According to research examining the rental yields of 25 European cities, Dublin ranks as "strongly undervalued", while central London - incorporating Docklands and West End properties - has rebounded from being undervalued a few years ago to now being regarded as one of the 17 markets trading at fair value.

Speaking to IPE, Feri EuroRating's head of real estate research Manfred Binsfeld said the reason German cities - including Hamburg, Munich, Frankfurt and Berlin - were regarded as "slightly overvalued" came as a result of the country's safe haven status.

He said prices had already increased on the back of this perception, with rent "very high" compared with historical norms and only an overpricing of the market likely to change the situation.
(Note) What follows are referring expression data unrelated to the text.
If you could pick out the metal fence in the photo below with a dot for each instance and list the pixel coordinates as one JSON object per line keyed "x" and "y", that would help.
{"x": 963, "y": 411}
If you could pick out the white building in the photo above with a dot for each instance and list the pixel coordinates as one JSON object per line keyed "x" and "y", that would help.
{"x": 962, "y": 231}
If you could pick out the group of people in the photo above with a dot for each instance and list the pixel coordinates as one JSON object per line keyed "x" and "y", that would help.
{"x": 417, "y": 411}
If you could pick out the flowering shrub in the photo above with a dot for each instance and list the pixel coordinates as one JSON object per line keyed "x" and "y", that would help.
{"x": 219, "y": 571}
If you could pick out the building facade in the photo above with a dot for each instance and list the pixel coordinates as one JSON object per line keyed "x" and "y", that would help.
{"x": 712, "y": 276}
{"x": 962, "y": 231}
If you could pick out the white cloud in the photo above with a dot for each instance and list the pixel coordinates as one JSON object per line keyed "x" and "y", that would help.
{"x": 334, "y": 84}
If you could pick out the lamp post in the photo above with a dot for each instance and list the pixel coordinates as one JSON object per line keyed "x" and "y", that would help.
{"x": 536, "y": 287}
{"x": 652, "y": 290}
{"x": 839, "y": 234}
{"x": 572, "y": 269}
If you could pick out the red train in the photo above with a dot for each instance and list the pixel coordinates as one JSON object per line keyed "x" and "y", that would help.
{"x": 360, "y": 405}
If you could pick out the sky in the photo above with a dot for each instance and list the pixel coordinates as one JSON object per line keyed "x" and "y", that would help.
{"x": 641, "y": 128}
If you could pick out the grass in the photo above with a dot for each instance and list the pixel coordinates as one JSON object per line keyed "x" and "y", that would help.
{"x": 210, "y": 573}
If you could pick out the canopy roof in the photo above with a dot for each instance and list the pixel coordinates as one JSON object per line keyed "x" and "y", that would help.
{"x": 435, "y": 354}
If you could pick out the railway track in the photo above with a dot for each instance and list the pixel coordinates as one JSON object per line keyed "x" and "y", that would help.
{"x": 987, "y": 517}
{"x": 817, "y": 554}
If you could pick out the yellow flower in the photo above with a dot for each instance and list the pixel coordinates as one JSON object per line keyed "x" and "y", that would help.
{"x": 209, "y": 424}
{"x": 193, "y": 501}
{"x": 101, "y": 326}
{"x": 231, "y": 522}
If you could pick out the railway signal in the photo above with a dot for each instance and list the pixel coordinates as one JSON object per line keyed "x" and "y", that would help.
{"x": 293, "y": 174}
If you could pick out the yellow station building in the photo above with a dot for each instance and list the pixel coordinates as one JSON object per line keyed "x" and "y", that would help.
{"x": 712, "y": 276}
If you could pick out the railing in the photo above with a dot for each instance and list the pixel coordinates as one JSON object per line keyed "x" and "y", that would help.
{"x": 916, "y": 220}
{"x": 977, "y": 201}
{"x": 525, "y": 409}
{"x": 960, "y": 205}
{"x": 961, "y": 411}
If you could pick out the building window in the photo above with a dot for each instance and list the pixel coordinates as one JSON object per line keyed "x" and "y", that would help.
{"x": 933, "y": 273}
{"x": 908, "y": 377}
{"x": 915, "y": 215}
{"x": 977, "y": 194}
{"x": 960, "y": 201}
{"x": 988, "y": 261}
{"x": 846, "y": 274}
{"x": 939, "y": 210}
"Germany can expect moderate rental growth, but prices have already increased over the past two years," he said.

"And for the time being, they are still realising returns above the inflation rate - and specifically more than they would with investments in German bunds - by investing in core assets in prime locations, even if the rates of return in the core segment have declined in the meantime."
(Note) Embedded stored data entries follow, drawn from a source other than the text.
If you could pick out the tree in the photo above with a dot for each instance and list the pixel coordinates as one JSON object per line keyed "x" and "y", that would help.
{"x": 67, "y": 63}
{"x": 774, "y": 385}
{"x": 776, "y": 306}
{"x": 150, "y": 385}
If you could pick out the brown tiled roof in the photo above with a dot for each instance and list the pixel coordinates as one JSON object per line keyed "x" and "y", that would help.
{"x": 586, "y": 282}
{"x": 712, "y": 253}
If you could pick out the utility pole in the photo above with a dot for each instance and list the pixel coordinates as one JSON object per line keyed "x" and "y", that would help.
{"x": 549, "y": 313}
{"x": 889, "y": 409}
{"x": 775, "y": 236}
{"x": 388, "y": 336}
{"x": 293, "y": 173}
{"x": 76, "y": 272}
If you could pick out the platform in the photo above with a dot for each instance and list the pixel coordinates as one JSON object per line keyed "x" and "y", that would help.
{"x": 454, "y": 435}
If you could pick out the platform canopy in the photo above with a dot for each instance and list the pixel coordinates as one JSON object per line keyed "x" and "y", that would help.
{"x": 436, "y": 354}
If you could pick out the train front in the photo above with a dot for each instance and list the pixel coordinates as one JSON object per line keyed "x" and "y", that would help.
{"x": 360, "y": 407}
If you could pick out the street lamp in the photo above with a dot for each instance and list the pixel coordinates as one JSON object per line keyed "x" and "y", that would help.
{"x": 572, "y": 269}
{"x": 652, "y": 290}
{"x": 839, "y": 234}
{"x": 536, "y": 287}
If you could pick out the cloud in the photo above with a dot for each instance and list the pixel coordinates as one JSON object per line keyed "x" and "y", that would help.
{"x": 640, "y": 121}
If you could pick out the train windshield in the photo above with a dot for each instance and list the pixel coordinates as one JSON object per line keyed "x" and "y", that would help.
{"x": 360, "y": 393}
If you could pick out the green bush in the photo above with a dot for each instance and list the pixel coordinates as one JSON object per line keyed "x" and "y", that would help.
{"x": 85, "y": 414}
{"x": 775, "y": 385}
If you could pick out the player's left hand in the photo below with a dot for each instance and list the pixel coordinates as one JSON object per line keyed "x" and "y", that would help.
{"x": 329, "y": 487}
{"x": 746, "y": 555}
The agency's report, which ranks Berlin 22nd out of 25 cities, notes that unlike many other European capitals, the German capital has proven capable of providing stable office rental income, with rents expected to rise through 2015.

However, despite the capital being Germany's largest office market and being underdeveloped for so long as a result of the Berlin Wall, Feri predicted interest in investment would not recover until at least next year, having declined in 2009.
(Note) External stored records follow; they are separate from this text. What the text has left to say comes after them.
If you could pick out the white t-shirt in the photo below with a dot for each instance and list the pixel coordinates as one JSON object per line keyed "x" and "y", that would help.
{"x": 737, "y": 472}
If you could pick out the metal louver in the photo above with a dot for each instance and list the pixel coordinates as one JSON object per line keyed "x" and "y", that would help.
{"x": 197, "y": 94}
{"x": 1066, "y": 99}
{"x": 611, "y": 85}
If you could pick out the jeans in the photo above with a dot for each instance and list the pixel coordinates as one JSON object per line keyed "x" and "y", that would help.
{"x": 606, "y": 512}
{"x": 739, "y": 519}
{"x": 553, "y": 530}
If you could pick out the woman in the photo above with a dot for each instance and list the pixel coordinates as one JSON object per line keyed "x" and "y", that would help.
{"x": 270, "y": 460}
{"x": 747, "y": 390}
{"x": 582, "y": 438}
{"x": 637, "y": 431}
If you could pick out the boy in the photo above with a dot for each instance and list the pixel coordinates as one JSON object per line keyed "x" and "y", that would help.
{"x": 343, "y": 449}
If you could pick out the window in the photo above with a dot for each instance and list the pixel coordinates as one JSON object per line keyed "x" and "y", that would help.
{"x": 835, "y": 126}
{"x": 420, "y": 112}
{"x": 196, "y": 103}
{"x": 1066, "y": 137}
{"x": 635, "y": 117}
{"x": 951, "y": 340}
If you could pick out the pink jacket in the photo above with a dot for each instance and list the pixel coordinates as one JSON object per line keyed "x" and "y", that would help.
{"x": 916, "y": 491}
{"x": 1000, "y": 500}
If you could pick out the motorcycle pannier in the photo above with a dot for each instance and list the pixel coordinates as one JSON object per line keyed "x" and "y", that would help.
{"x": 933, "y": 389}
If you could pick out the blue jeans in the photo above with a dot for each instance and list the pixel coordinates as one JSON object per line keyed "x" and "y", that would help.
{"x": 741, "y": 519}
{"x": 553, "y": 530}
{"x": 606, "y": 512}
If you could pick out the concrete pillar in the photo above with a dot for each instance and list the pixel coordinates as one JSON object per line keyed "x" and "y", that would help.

Binsfeld was more positive about Ireland and specifically Dublin's outlook, noting that while the country was no longer enjoying "exorbitantly high" real GDP growth, it was still predicting 3% over the medium term.

"As a result, we view downside risk as low and are expecting moderate rental increases over the next few years ," he said.

"Combined with what remain historically high rents, we expect the compression to occur in the medium term, drifting towards a fair value rental return."

He explained that, with a prime rental yield of 7.5% in Dublin and an expected yield compression with little downside risk, investors could soon see an increase in total return.

"If the rent rises and yields fall slightly, then you could quickly see total return increase towards 10%," he said. "This is the prospect we'd like to highlight, while acknowledging that the current situation is marred by uncertainty."

He added: "Otherwise, we have witnessed significant yield compressions in European cities over the past two years and expect rental yields to stabilise - unless the sovereign debt or euro-zone crisis escalates once more."

A significant number of the cities surveyed were viewed as fair value, with only Budapest seen as "slightly undervalued".

Cities such as Brussels and Copenhagen were viewed as fairly valued and graded 'C' alongside other capitals, such as the outer London office market, Paris, Amsterdam and Madrid, while Stockholm and Milan joined four German cities in receiving a 'D' - viewed as slightly too expensive.